As far as I can tell, no­body out­side of the AI safety com­mu­nity works on this prob­lem. While it is far too early to stake a con­fi­dent po­si­tion one way or the other, I am slightly less op­ti­mistic about this av­enue of ap­proach than one in which we cre­ate a sys­tem that is di­rectly trained to be cor­rigible.

Avoid­ing prob­lems with goal-di­rect­ed­ness. How do we put to­gether nar­row value learn­ing tech­niques in a way that doesn’t lead to the AI be­hav­ing like a goal-di­rected agent at each point? This is the prob­lem with keep­ing a re­ward es­ti­mate that is up­dated over time. While re­ward un­cer­tainty can help avoid some of the prob­lems, it does not seem suffi­cient by it­self. Are there other ideas that can help?

Deal­ing with the difficulty of “hu­man val­ues”. Co­op­er­a­tive IRL makes the un­re­al­is­tic as­sump­tion that the hu­man knows her re­ward func­tion ex­actly. How can we make nar­row value learn­ing sys­tems that deal with this is­sue? In par­tic­u­lar, what pre­vents them from up­dat­ing on our be­hav­ior that’s not in line with our “true val­ues”, while still let­ting them up­date on other be­hav­ior? Per­haps we could make an AI sys­tem that is always un­cer­tain about what the true re­ward is, but how does this mesh with epistemics, which sug­gest that you can get to ar­bi­trar­ily high con­fi­dence given suffi­cient ev­i­dence?

Hu­man-AI interaction

This sec­tion of re­search aims to figure out how to cre­ate hu­man-AI sys­tems that suc­cess­fully ac­com­plish tasks. For suffi­ciently com­plex tasks and suffi­ciently pow­er­ful AI, this over­laps with the big pic­ture con­cerns above, but there are also ar­eas to work on with sub­hu­man AI with an eye to­wards more pow­er­ful sys­tems.

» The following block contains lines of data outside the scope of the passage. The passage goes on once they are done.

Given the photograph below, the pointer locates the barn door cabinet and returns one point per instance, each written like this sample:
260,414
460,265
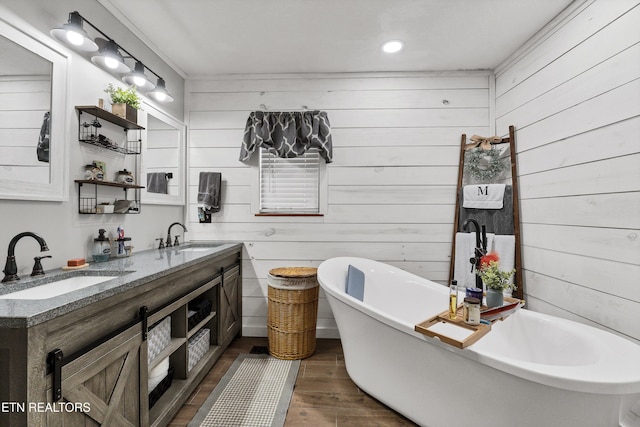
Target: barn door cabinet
104,365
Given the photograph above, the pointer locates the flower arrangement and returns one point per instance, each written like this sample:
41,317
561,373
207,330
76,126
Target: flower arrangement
492,276
124,96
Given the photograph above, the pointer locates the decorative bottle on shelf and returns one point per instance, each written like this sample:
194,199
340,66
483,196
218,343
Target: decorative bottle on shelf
453,299
101,247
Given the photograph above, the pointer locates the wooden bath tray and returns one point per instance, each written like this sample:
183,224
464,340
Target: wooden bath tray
452,331
457,333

As­sump­tions about the hu­man. In any feed­back sys­tem, the up­date that the AI makes on the hu­man feed­back de­pends on the as­sump­tion that the AI makes about the hu­man. In In­verse Re­ward De­sign (IRD), the AI sys­tem as­sumes that the re­ward func­tion pro­vided by a hu­man de­signer leads to near-op­ti­mal be­hav­ior in the train­ing en­vi­ron­ment, but may be ar­bi­trar­ily bad in other en­vi­ron­ments. In IRL, the typ­i­cal as­sump­tion is that the demon­stra­tions are cre­ated by a hu­man be­hav­ing Boltz­mann ra­tio­nally, but re­cent re­search aims to also cor­rect for any sub­op­ti­mal­ities they might have, and so no longer as­sumes away the prob­lem of sys­tem­atic bi­ases. (See also the dis­cus­sion in Fu­ture di­rec­tions for am­bi­tious value learn­ing.) In Co­op­er­a­tive IRL, the AI sys­tem as­sumes that the hu­man mod­els the AI sys­tem as ap­prox­i­mately ra­tio­nal. COACH notes that when you ask a hu­man to provide a re­ward sig­nal, they provide a cri­tique of cur­rent be­hav­ior rather than a re­ward sig­nal that can be max­i­mized.

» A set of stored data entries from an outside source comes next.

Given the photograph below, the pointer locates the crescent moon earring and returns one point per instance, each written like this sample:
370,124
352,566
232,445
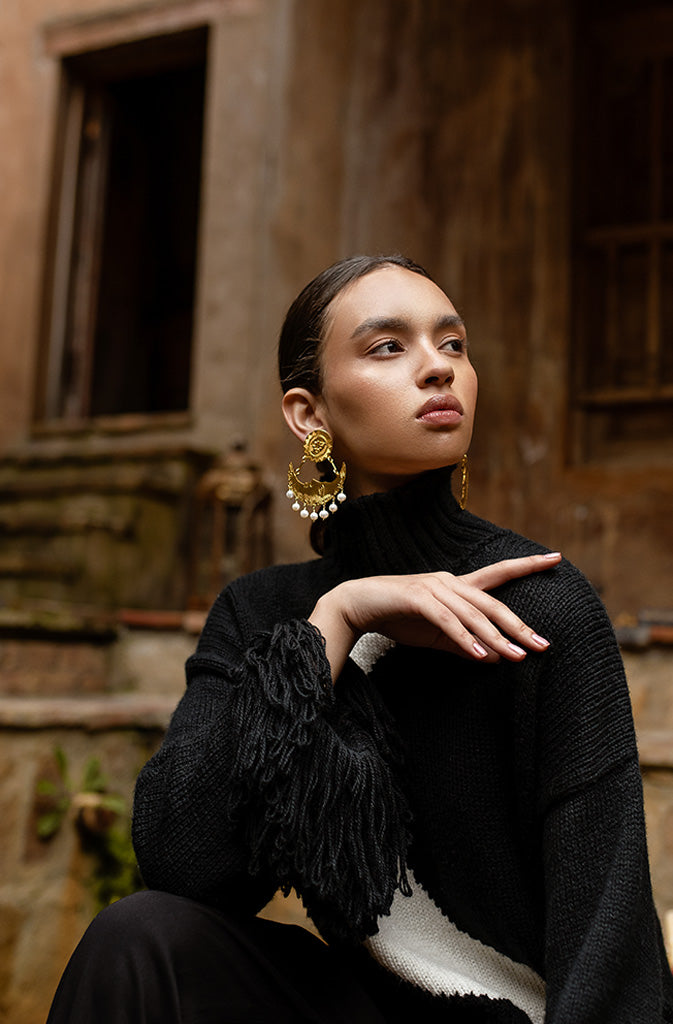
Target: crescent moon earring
319,498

Can we weaken the as­sump­tions that we have to make, or get rid of them al­to­gether? Bar­ring that, can we make our as­sump­tions more re­al­is­tic?

Manag­ing in­ter­ac­tion. How should the AI sys­tem man­age its in­ter­ac­tion with the hu­man to learn best? This is the do­main of ac­tive learn­ing, which is far too large a field for me to sum­ma­rize here. I’ll throw in a link to Ac­tive In­verse Re­ward De­sign, be­cause I already talked about IRD and I helped write the ac­tive var­i­ant.

Hu­man policy. The util­ity of a feed­back sys­tem is go­ing to de­pend strongly on the qual­ity of the feed­back given by the hu­man. How do we train hu­mans so that their feed­back is most use­ful for the AI sys­tem? So far, most work is about how to adapt AI sys­tems to un­der­stand hu­mans bet­ter, but it seems likely there are also gains to be had by hav­ing hu­mans adapt to AI sys­tems.

Find­ing and us­ing prefer­ence information

New sources of data. So far prefer­ences are typ­i­cally learned through demon­stra­tions, com­par­i­sons or rank­ings; but there are likely other use­ful ways to elicit prefer­ences. In­verse Re­ward De­sign gets prefer­ences from a stated proxy re­ward func­tion. An ob­vi­ous one is to learn prefer­ences from what peo­ple say, but nat­u­ral lan­guage is no­to­ri­ously hard to work with so not much work has been done on it so far, though there is some. (I’m pretty sure there’s a lot more in the NLP com­mu­nity that I’m not yet aware of.) We re­cently showed that there is even prefer­ence in­for­ma­tion in the state of the world that can be ex­tracted.

Han­dling mul­ti­ple sources of data. We could in­fer prefer­ences from be­hav­ior, from speech, from given re­ward func­tions, from the state of the world, etc. but it seems quite likely that the in­ferred prefer­ences would con­flict with each other. What do you do in these cases? Is there a way to in­fer prefer­ences si­mul­ta­neously from all the sources of data such that the prob­lem does not arise? (And if so, what is the al­gorithm im­plic­itly do­ing in cases where differ­ent data sources pull in differ­ent di­rec­tions?)

Ac­knowl­edg­ing Hu­man Prefer­ence Types to Sup­port Value Learn­ing talks about this prob­lem and sug­gests some ag­gre­ga­tion rules but doesn’t test them. Re­ward Learn­ing from Nar­rated De­mon­stra­tions learns from both speech and demon­stra­tions, but they are used as com­ple­ments to each other, not as differ­ent sources for the same in­for­ma­tion that could con­flict.

I’m par­tic­u­larly ex­cited about this line of re­search—it seems like it hasn’t been ex­plored yet and there are things that can be done, es­pe­cially if you al­low your­self to sim­ply de­tect con­flicts, pre­sent the con­flict to the user, and then trust their an­swer. (Though this wouldn’t scale to su­per­in­tel­li­gent AI.)

Gen­er­al­iza­tion. Cur­rent deep IRL al­gorithms (or deep any­thing al­gorithms) do not gen­er­al­ize well. How can we in­fer re­ward func­tions that trans­fer well to differ­ent en­vi­ron­ments? Ad­ver­sar­ial IRL is an ex­am­ple of work push­ing in this di­rec­tion, but my un­der­stand­ing is that it had limited suc­cess. I’m less op­ti­mistic about this av­enue of re­search be­cause it seems like in gen­eral func­tion ap­prox­i­ma­tors do not ex­trap­o­late well. On the other hand, I and ev­ery­one else have the strong in­tu­ition that a re­ward func­tion should take fewer bits to spec­ify than the full policy, and so should be eas­ier to in­fer. (Though not based on Kol­mogorov com­plex­ity.)